Except maybe it was mine now. Maybe the line between mercenary survival and committed resistance was thinner than I'd thought. Maybe choosing to fight made me part of something whether I'd intended it or not.
I spent the afternoon preparing. Checked my lightsaber's power cell and focusing crystals. Reviewed the depot schematics until I could navigate them in my sleep. Practiced Form IV sequences in the limited space, testing how much my injuries would limit mobility.
The system tracked everything, quantifying my readiness in ways that should have felt clinical but somehow didn't.
Sunset came with the dramatic color shifts that marked Ryloth's day-night transition. The camp's tone changed, became more focused as people prepared for the night's operation. I joined the strike team outside Hera's command tent and studied the people I'd be fighting beside.
Numa I knew. The others were strangers. A human male who introduced himself as Gobi, carrying a rifle with the ease of long familiarity. Two Twi'lek brothers named Tann and Krill who moved with the synchronized precision of people who'd trained together their entire lives. Others whose names I committed to memory while knowing some of them might not survive to morning.

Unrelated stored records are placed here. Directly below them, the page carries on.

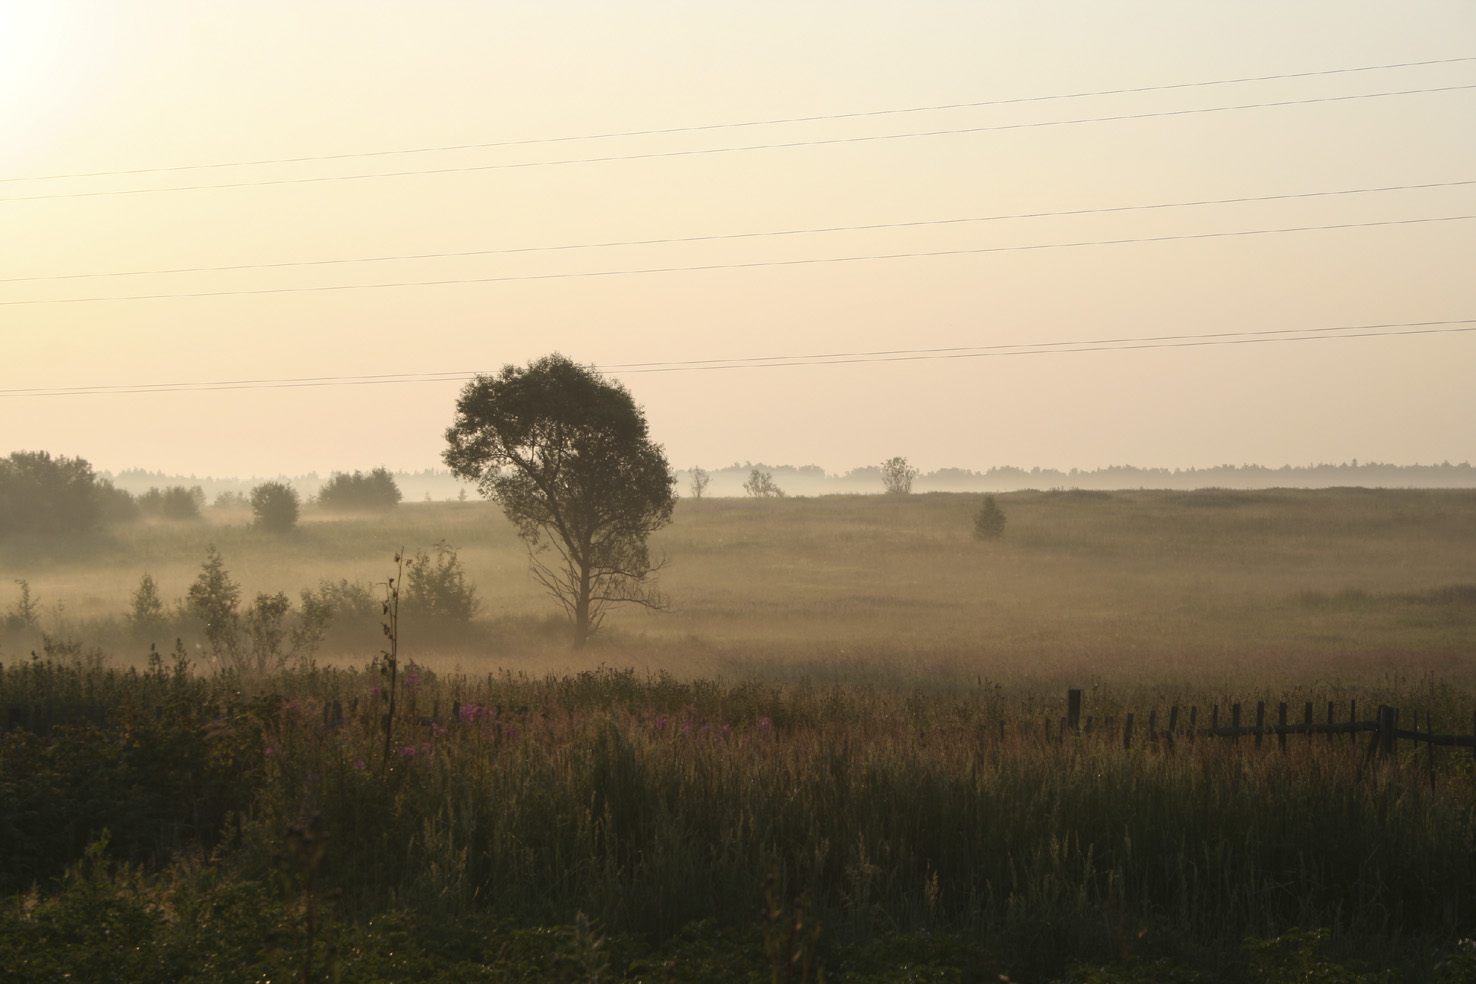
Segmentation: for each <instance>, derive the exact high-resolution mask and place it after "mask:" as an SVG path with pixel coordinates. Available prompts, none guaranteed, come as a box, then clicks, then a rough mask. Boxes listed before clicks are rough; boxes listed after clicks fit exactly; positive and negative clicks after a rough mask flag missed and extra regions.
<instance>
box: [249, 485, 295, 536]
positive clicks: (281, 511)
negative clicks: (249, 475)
mask: <svg viewBox="0 0 1476 984" xmlns="http://www.w3.org/2000/svg"><path fill="white" fill-rule="evenodd" d="M298 509H300V500H298V496H297V490H295V488H292V487H291V485H288V484H286V482H261V484H260V485H257V487H255V488H252V490H251V513H252V515H254V516H255V525H257V527H260V528H261V530H267V531H270V533H286V531H288V530H291V528H292V527H295V525H297V513H298Z"/></svg>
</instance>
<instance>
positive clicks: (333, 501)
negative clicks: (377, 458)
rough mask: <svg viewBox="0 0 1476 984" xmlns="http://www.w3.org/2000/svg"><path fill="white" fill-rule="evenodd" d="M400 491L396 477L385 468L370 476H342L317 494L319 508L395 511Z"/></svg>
mask: <svg viewBox="0 0 1476 984" xmlns="http://www.w3.org/2000/svg"><path fill="white" fill-rule="evenodd" d="M400 499H401V496H400V487H399V485H397V484H396V481H394V475H391V474H390V472H388V469H384V468H376V469H373V471H372V472H369V474H368V475H365V474H362V472H354V474H353V475H348V474H342V472H339V474H337V475H334V477H332V478H329V479H328V481H326V482H325V484H323V487H322V488H319V490H317V505H319V506H320V507H323V509H341V510H347V512H370V510H381V509H393V507H394V506H397V505H400Z"/></svg>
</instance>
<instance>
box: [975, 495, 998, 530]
mask: <svg viewBox="0 0 1476 984" xmlns="http://www.w3.org/2000/svg"><path fill="white" fill-rule="evenodd" d="M1004 531H1005V513H1002V512H1001V510H999V503H996V502H995V497H993V496H984V500H983V503H982V505H980V506H979V512H977V513H974V537H977V538H979V540H995V538H998V537H1001V536H1004Z"/></svg>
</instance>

Hera emerged from the tent and the casual conversations died. "Listen up. We have one shot at this. The Imperials rotate patrols every four hours. Our window opens at midnight and closes at 0400. Miss that window and we're fighting reinforcements we can't handle."
She activated a holographic display of the depot. "Zett leads the primary team. Objective is the communications array on the north side. Once that's disabled, Numa's team hits the prisoner holding area here. Gobi, you're on demolitions. Plant charges on the munitions storage but don't detonate until everyone is clear."
The plan was sound. Simple enough to execute under stress but with contingencies built in for when things inevitably went wrong. I'd seen worse during the Clone Wars and those operations had succeeded more often than not.
"Questions?" Hera asked.
Tann raised a hand. "What about automated defenses? Surveillance droids, turrets?"
"Zett handles those." Hera's confidence in my abilities was either genuine or an excellent performance. "Any other concerns?"
Silence. These people had done this before, knew what they were signing up for. The fear was there, visible in tight expressions and nervous fidgeting, but controlled. Channeled into preparation rather than paralysis.
"Move out in ten minutes," Hera said. "And be careful. These are our people we're saving. Let's make sure we all come home to celebrate."
The team dispersed to final preparations. I checked my equipment one last time, felt the weight of my lightsaber on my belt and the responsibility settling across my shoulders.
Numa appeared beside me. "Ready?"
"As I'll ever be."
"Good answer." She handed me a commlink. "Stay on channel three. If things go wrong, we adapt. Don't try to be a hero."
I almost laughed at the irony. Heroism was what the Jedi had been built on, the foundation of everything I'd been trained to value. But Numa wasn't wrong. Heroics got people killed.
The strike team assembled near the camp's eastern edge where speeders waited in the darkness. We mounted up in silence and headed into the night, toward an Imperial depot and whatever waited there.